[Vue2.0 source code learning] template compilation - template parsing stage (text parser)

1 Introduction

In the previous article, we said that when HTMLthe parser parses the text content, it will call charsthe functions in the 4 hook functions to create text-type ASTnodes, and also said that in charsthe function, it will be subdivided according to whether the text content contains variables To create nodes with variables and nodes ASTwithout variables , as follows:AST

// 当解析到标签的文本时,触发chars
chars (text) {
    
    
  if(res = parseText(text)){
    
    
       let element = {
    
    
           type: 2,
           expression: res.expression,
           tokens: res.tokens,
           text
       }
    } else {
    
    
       let element = {
    
    
           type: 3,
           text
       }
    }
}

As can be seen from the above code, ASTwhen creating a node with variables, the attribute of the node typeis 2, and compared with ASTthe node without variables, there are two more attributes: expressionand tokens. So how to judge whether the text contains variables and what are the two extra attributes? This involves the text parser. When the text is parsed Vueby HTMLthe parser, the parsed text content is passed to the text parser. Finally, the text parser parses whether the text contains variables and if it contains variables, then parse expressionand tokens. So next, this article will analyze what the text parser does.

2. Analysis of results

Before studying the internal principles of the text parser, let's take a look at HTMLwhat the output of the text content parsed by the parser looks like after passing through the text parser, which will be of great help to our analysis of the internal principles of the text parser later .
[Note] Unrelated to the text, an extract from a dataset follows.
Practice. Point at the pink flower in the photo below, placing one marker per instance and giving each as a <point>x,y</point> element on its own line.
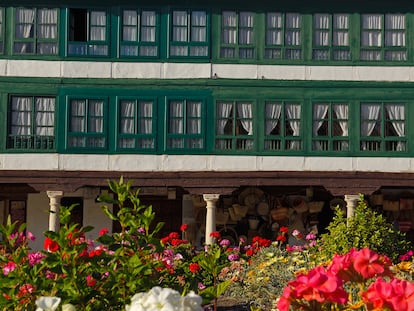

As can be seen from the code of the above charsfunction, HTMLthe text content parsed by the parser textis passed to the text parser parseTextfunction, and whether the text contains variables is judged according to whether the function has a return value, and the required sum parseTextis obtained from the return value . So let's first look at what the return value of the function looks like if it has a return value.expressiontokensparseText

Suppose the existing HTMLtext content parsed by the parser is as follows:

let text = "我叫{
    
    {name}},我今年{
    
    {age}}岁了"

After being parsed by the text parser, we get:

let res = parseText(text)
res = {
    
    
    expression:"我叫"+_s(name)+",我今年"+_s(age)+"岁了",
    tokens:[
        "我叫",
        {
    
    '@binding': name },
        ",我今年"
        {
    
    '@binding': age },
    	"岁了"
    ]
}

From the above results, we can see that expressionthe attribute is to extract the variables and non-variables in the text, then wrap the variables , and finally connect _s()them in the order of the text . +It istokens an array, and the contents of the array are also variables and non-variables in the text. The difference is that the variables are constructed as {'@binding': xxx}.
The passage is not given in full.